Bruxelles/Francfort. Le changement radical dans la direction de l’Union européenne aura lieu en novembre, Ursula von der Leyen et Christine Lagarde prenant effectivement leurs fonctions dans leurs salles de commandement respectives. L’espoir est que les nouveaux sommets de l’Union relancent le projet d’intégration européenne autour des questions importantes. Parmi les points à l’ordre du jour, il y a celui d’entamer un débat sérieux sur un potentiel actif sûr (safe asset) européen.

Un actif sûr européen est un titre (libellé en euros) qui se présente une réserve de valeur, surtout en cas de chocs économiques négatifs. Idéalement, son introduction aurait un triple objectif :

  1. agir comme instrument de garantie sur le marché interbancaire, en partie pour respecter les limites imposées par la réglementation sur le contrôle des risques ;
  2. diversifier les portefeuilles des institutions financières nationales afin qu’elles ne soient pas trop exposées au risque souverain, comme c’est le cas aujourd’hui ;
  3. éviter que les événements de panique n’alimentent les asymétries entre les pays membres (par exemple, en période de crise, les investisseurs se réfugient dans les obligations d’État allemandes, ce qui fait exploser l’écart avec d’autres États, notamment l’Italie, avec des conséquences négatives supplémentaires).

D’autre part, de nombreuses initiatives d’intégration européenne sont bloquées face à la dichotomie séculaire entre les pays du Nord et les pays méditerranéens. Les premiers, comme on le sait, s’opposent au partage du risque souverain parce qu’ils craignent qu’il ne se transforme en un transfert net de ressources du Nord vers le Sud. Les partenaires méditerranéens, quant à eux, ont besoin de politiques plus partagées pour la gestion du risque économique, car ils sont plus exposés aux turbulences d’une crise potentielle. Ainsi, la question d’un actif européen sûr n’est apparemment pas à l’abri du binôme « aléa moral – manque de solidarité ».
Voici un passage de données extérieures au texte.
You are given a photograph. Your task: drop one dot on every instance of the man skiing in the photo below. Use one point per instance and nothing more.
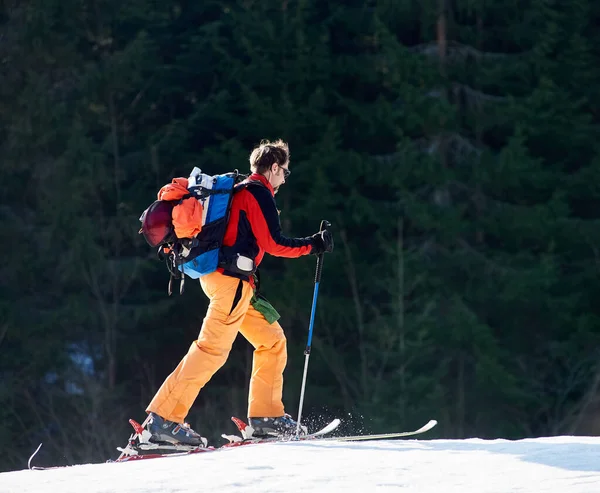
(253, 230)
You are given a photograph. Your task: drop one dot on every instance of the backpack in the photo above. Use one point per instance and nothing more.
(188, 221)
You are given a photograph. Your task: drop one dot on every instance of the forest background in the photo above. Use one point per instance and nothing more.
(453, 145)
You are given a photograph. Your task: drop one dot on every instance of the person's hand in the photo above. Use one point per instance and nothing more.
(322, 242)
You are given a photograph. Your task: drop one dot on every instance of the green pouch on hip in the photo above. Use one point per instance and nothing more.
(261, 305)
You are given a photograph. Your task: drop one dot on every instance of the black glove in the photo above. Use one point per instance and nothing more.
(322, 242)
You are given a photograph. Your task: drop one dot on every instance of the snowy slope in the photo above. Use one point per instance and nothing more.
(557, 465)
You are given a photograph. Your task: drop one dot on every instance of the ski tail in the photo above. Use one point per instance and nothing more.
(386, 436)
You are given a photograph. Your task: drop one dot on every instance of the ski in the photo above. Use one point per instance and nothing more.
(152, 451)
(386, 436)
(131, 453)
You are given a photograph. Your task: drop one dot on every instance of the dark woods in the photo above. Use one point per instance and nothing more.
(453, 145)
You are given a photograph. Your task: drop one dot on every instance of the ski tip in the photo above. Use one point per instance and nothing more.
(239, 423)
(32, 456)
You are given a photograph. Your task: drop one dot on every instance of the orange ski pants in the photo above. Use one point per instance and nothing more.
(229, 312)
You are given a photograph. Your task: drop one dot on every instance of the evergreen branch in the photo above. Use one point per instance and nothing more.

Une solution toute prête ?

Soutenue à plusieurs reprises par la Commission européenne (en 20171 et 20182), la création de Sovereign Bond-backed securities (SBBS) semble être une solution facile. Il s’agirait de titres adossés à des obligations d’État émis par une institution dont le rendement correspondrait au rendement global des obligations souveraines de la zone euro, avec cependant des priorités de paiement et donc des profils de risque différents. Les dettes publiques n’augmenteraient pas, puisqu’il s’agirait d’une troisième institution qui émettrait ces produits en utilisant les obligations souveraines des États membres, achetées précédemment, comme garantie. Il appartiendrait toujours à cette institution, dans le respect des règles et limites imposées par les autorités européennes, de différencier ces titres en fonction de leur profil de risque. Selon les partisans, ces produits financiers dérivés pourraient dans quelques années constituer un actif européen sûr qui soutienne nos systèmes bancaires, réduisant leur exposition au risque et augmentant leur résilience. Cela se fait au prix modeste d’un ajustement des règles bancaires et d’un investissement initial modeste, sans tensions entre le Nord et le Sud. Mais procédons dans l’ordre, suite à l’étude menée à ce sujet par la task force du Comité européen du risque systémique (CERS).3

À la base de la SBBS se trouve une institution financière – publique ou privée – qui s’occupe de l’achat de titres souverains de la zone euro et crée un portefeuille de ceux-ci, dans lequel chaque pays est représenté par rapport à sa contribution au PIB de la zone euro. À ce stade, le portefeuille est divisé en plusieurs parties où les proportions de la composition du portefeuille restent inchangées mais la priorité des paiements change ; selon l’étude, 70 % du portefeuille constitueraient la tranche senior (priorité élevée), 20 % la mezzanine et 10 % la tranche junior (faible priorité).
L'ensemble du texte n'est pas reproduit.